Daimler AG officials offered up a familiar story when reporting its Q1 2020 profits dropped significantly compared with the year ago results: The coronavirus hit the company’s sales and bottom line hard.
The company’s total unit sales dropped 17% to 644,300 passenger cars and commercial vehicles versus the 773,800 vehicles the company sold in the first quarter last year. Revenue slipped slightly by 6% to €37.2 billion, or $40.4 billion from Q1 2019’s €39.7 billion.
Daimler’s first-quarter EBIT was €617 million, $669.2 million, was down significantly from the year-ago period’s results of €2.8 billion. Adjusted EBIT, reflecting the underlying business, came in at €719 million, or $779.9 million. The company reported Q1 2019 at €2.3 billion.
“The COVID-19 pandemic has substantial effects on the global economy — and our company,” said Ola Källenius, Chairman of the Board of Management of Daimler AG and Mercedes-Benz AG. “We took the proactive decision to stop production in March, and moved very quickly into cash preservation and cost management mode.

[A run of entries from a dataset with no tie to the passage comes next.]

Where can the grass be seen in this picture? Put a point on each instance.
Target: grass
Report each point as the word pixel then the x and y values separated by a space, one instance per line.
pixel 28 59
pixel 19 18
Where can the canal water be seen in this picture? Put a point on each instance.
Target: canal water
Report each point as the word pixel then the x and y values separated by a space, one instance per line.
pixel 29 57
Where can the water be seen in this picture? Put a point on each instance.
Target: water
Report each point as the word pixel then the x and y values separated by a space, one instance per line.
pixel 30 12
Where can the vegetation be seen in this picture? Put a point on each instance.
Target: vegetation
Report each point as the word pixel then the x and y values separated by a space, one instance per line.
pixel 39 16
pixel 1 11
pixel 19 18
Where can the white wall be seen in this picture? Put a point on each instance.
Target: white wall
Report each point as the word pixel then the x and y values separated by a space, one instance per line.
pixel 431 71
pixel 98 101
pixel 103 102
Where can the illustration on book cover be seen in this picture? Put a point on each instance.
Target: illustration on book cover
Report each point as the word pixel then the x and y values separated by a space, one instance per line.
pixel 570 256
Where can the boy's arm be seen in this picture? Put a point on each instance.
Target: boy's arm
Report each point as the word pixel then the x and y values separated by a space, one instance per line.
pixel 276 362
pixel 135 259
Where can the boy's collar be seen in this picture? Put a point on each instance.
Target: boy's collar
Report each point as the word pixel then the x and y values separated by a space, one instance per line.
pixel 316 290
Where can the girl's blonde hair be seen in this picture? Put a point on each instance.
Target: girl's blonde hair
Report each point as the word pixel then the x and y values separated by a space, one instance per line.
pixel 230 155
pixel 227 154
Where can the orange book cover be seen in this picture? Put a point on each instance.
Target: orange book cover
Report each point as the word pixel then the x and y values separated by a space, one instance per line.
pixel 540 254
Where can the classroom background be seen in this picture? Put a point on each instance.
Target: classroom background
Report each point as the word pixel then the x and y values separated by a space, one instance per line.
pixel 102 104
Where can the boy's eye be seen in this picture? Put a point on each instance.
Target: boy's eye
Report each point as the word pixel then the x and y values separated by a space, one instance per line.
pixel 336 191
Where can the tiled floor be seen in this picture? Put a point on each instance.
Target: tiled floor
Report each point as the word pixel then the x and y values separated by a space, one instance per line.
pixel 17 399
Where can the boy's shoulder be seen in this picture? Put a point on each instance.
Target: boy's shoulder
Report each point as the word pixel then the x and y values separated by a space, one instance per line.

“As a consequence, Daimler ended the first quarter with a positive result and a robust liquidity. Now we have started with a gradual ramp-up of our production. At the same time, we are continuing to invest in key technologies, including electrification and digitalization. They are non-negotiable elements of our future.”
In the first quarter of 2020, net profit was €168 million, or $182.3 million, compared with the same period last year at €2.1 billion, the company noted. However, the net profit attributable to the shareholders of Daimler AG was lower at €94 million ($102 million) whereas for Q1 2019 it came in at €2.1 billion, leading to a decline in earnings per share to €0.09, or $0.09, compared with the previous year’s total of €1.96.
While many automakers expressed optimism that April will be the bottom of the market, Daimler executives were quick to express concern about developments in the market that could keep profits down, in particular potential issues within its Mercedes-Benz Cars unit.
On Wednesday officials warned the carmaker hiked credit risk provisions to anticipate rising delinquencies among customers who leased or bought Mercedes-Benz passenger cars. Daimler reported 448 million euros, or about $486.7 million, in credit risk provisions to cover potential credit losses after the coronavirus pandemic caused global demand for passenger car to stall.
Fortunately, the company has been proactive, officials noted, when it comes to ensuring it has the financial resources, i.e. cash, needed to carry on in 2020. The net liquidity of the industrial business decreased to €9.3 billion, or about $10.1 billion, at the end of first quarter, compared to €11 billion at year-end 2019. The decrease is particularly due to the negative free cash flow of the industrial business.
However, in early April, Daimler bolstered its finances with a new €12 billion, or $13 billion, loan facility agreement. This is in addition to the company’s existing €11 billion revolving credit facility, which officials noted has not yet been touched. The additional loan facility was agreed with an international banking syndicate and can be utilized within a 12-month period with two extension options of six months.
Unsurprisingly, Daimler officials reiterated it had cancelled previously offered guidance for 2020 results, and that group revenue and earnings before interest and taxes (EBIT) to be below 2019 levels.